Ms. Obaid also co-launched the 2006 Report on the
global AIDS epidemic.
- The Fund scored a triumph when delegates to the
High-Level Meeting endorsed linking HIV prevention
with sexual and reproductive health. World leaders
also pledged to eliminate gender inequalities and to
provide evidence-based prevention, education and
services to young people.
- In August, UNFPA joined 24,000 participants at the
XVI International AIDS Conference in Toronto, Canada.
The Fund participated in a number of panels and sessions
to promote evidence-informed interventions that
work, including programmes focusing on pregnant
women, who are often overlooked when it comes to
prevention, treatment and care.
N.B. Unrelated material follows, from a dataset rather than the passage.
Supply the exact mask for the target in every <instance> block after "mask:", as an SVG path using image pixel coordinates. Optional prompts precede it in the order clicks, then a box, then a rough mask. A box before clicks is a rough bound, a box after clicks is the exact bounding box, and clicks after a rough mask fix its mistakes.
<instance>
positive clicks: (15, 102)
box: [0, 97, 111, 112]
The Fund also emphasized
the necessity of preventing infection among
girls and women; preventing unintended pregnancies
among women living with HIV; reducing mother-tochild
transmission through antiretroviral drugs; and
promoting safer deliveries and infant feeding.
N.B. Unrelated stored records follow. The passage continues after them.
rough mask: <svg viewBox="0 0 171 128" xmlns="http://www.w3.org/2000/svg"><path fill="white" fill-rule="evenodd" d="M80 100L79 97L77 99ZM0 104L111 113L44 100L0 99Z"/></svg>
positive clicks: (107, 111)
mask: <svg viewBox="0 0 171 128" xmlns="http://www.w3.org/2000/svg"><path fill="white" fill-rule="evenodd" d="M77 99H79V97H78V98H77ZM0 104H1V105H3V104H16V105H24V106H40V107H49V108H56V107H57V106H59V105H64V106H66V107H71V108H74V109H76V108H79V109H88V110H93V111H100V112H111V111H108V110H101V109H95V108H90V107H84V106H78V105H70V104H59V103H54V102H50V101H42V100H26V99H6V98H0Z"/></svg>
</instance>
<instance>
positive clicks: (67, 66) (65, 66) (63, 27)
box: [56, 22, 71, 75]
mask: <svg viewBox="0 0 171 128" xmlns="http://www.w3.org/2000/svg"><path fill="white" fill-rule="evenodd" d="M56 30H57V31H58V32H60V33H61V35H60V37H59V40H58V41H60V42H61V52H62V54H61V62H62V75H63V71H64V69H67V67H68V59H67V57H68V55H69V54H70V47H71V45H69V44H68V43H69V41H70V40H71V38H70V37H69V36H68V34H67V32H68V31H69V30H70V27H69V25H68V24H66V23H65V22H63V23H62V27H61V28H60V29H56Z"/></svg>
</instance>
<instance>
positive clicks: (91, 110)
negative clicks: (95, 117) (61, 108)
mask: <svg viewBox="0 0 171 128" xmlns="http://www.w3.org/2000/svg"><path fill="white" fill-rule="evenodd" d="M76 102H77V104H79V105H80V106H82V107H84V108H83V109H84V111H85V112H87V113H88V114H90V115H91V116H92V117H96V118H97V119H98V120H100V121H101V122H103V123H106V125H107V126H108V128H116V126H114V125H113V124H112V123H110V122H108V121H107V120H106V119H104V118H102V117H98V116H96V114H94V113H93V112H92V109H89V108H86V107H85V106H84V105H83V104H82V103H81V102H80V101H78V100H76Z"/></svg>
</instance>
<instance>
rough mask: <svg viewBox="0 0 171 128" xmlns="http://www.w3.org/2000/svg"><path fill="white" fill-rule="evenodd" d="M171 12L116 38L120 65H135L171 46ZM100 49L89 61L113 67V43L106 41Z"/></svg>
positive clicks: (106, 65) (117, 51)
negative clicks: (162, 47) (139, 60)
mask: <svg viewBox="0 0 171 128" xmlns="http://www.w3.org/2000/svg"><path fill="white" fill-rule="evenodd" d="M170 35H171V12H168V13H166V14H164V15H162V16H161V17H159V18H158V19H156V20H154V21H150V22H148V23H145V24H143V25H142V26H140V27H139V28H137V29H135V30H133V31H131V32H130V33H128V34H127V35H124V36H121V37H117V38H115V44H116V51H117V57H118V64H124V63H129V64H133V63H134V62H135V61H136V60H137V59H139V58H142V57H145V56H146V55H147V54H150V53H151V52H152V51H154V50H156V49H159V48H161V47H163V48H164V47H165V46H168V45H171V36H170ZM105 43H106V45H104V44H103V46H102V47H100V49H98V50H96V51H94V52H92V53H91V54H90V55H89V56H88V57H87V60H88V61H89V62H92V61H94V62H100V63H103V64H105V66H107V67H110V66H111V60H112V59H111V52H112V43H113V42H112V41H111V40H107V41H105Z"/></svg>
- The Government of Canada, UNFPA, UNAIDS and
other partners gathered together 250 young people from
all over the world to take part in the Toronto conference.
The Fund also teamed up with MTV for the “48 Fest”,
which bankrolled young filmmakers to produce a series
of mini-documentaries focusing on HIV/AIDS. UNFPA
also co-launched “Ready, Steady, Go”, a study examining
the most effective ways of helping young people.
 |
The AIDS clock, created by UNFPA in 1997 to record
the rising human toll of the epidemic, was re-launched
in 2006 using new epidemiological data from the
Joint United Nations Programme on HIV/AIDS
(UNAIDS). The Web-based clock was unveiled during
the High-level Meeting on AIDS, held at United
Nations headquarters from 31 May-2 June. In addition
to showing estimates of the number of people living
with HIV, the clock offers links to regional figures, fact
sheets, and major campaigns targeting the disease.